Speaker
Description
Lately, tungsten has gained considerable attention of the fusion scientific community due to its performance at high temperatures. On the other hand, tungsten is affected with a serious reduction of strength at elevated temperatures, latter being one of the main drawbacks of its usefulness as a plasma facing material in fusion reactors.1 Therefore, the main aim of this work has been to improve the material properties to sustain plasma-facing conditions when being installed in divertor as a monoblock, especially to be able to resist high thermal loadings during operation. Among the available options, we selected reinforcement of tungsten by incorporation of carbide nanoparticles, wherein the reinforcement should not chemically react with the matrix. In this respect, W2C nanoparticles offer an interesting option.

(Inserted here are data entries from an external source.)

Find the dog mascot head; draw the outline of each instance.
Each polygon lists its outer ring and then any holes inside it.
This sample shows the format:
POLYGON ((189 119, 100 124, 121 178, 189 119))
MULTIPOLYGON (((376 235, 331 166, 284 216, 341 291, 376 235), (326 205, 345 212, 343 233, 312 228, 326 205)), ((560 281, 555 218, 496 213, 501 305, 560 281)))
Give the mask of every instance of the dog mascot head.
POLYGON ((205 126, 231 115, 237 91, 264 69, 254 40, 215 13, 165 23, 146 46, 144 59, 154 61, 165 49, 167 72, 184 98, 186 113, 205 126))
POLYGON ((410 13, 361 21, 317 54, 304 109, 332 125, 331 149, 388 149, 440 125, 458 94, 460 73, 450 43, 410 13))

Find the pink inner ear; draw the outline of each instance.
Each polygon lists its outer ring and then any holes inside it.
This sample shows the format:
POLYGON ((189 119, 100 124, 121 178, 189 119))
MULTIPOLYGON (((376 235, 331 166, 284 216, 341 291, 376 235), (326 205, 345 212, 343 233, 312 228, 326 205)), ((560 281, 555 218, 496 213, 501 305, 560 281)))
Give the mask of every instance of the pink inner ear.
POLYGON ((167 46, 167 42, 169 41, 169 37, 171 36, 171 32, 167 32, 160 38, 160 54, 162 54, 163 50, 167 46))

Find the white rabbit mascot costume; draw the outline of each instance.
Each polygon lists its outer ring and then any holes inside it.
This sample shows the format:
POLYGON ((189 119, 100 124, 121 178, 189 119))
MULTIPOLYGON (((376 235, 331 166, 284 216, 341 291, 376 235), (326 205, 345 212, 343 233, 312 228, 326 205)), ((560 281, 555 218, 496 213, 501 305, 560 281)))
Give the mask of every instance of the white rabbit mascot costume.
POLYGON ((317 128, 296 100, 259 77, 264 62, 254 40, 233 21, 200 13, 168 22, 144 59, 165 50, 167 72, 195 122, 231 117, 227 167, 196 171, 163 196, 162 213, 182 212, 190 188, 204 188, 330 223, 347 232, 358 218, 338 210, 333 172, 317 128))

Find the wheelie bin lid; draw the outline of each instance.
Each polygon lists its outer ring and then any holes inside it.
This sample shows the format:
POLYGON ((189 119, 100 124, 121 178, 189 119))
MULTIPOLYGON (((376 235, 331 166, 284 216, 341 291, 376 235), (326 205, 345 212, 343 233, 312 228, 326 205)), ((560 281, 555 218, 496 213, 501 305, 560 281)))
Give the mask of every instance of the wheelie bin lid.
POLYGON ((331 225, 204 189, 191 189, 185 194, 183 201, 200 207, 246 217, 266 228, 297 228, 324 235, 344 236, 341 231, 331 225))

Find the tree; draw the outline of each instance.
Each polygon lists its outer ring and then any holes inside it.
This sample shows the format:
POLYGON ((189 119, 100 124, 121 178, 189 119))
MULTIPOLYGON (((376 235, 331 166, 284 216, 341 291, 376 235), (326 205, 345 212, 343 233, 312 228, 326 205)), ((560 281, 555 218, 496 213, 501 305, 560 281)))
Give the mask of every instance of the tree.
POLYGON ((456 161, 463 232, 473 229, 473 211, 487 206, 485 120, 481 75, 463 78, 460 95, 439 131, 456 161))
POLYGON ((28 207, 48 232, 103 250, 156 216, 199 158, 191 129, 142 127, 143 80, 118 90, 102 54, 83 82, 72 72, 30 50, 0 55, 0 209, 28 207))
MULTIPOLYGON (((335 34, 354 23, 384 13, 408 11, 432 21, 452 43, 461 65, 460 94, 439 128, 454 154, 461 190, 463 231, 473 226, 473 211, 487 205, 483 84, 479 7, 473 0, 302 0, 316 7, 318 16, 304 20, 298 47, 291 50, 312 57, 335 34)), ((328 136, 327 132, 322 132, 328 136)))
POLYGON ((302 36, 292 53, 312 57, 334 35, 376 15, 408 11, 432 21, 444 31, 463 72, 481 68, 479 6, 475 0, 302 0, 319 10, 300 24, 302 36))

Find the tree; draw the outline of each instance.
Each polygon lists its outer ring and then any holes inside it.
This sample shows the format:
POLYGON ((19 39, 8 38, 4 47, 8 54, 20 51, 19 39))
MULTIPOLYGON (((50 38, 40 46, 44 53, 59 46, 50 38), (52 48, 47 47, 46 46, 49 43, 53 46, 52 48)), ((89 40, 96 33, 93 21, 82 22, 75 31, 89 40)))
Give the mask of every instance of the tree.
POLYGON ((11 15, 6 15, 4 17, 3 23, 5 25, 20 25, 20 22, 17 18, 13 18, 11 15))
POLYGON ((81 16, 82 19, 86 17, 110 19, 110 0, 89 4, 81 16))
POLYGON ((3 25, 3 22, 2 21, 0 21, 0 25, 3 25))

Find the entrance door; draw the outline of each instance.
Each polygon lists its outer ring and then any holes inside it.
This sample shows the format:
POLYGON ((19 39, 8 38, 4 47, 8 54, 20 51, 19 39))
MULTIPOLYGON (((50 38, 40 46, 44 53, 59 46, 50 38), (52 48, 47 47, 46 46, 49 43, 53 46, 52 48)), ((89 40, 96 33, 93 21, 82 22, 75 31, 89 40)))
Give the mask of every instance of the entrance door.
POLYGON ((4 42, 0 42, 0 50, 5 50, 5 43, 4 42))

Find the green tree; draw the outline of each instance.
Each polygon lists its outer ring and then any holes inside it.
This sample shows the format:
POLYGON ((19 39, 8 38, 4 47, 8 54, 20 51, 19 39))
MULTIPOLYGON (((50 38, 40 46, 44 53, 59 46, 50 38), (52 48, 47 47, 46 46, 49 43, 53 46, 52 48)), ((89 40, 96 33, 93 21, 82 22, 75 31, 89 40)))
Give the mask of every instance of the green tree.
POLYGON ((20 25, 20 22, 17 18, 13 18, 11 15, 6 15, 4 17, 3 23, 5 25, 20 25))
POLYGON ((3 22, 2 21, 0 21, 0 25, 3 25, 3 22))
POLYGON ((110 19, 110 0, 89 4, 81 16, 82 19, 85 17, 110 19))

WC nanoparticles and graphene were used as a carbon source. Both used precursors resulted in the formation of W-W2C composites, due to high-temperature reaction with W powder during sintering. Using field assisted sintering technique (FAST, 1900°C, 60 MPa, 5 min), only two phases were detected in the sintered composite: cubic W and hexagonal W2C, which implies complete reaction regardless of the carbon precursor used. In addition to thorough microstructural and phase analysis, thermo-mechanical properties at room and elevated temperature of the as-sintered and samples aged at 1600 °C for 24 h were evaluated. The results confirm that presence of small W2C grains enhance densification of tungsten and inhibit the tungsten grain growth at high temperatures up to at least 1300 °C. Results of thermo-mechanical measurements indicate that small amount (i.e. 5 wt %) of W2C reinforcements improve mechanical properties of the material, while the thermal conductivity of the composite does not drop below 100 W/m K at 1000 °C. The obtained results suggested WC nanoparticles as the most convenient precursor for the formation of W2C in tungsten matrix.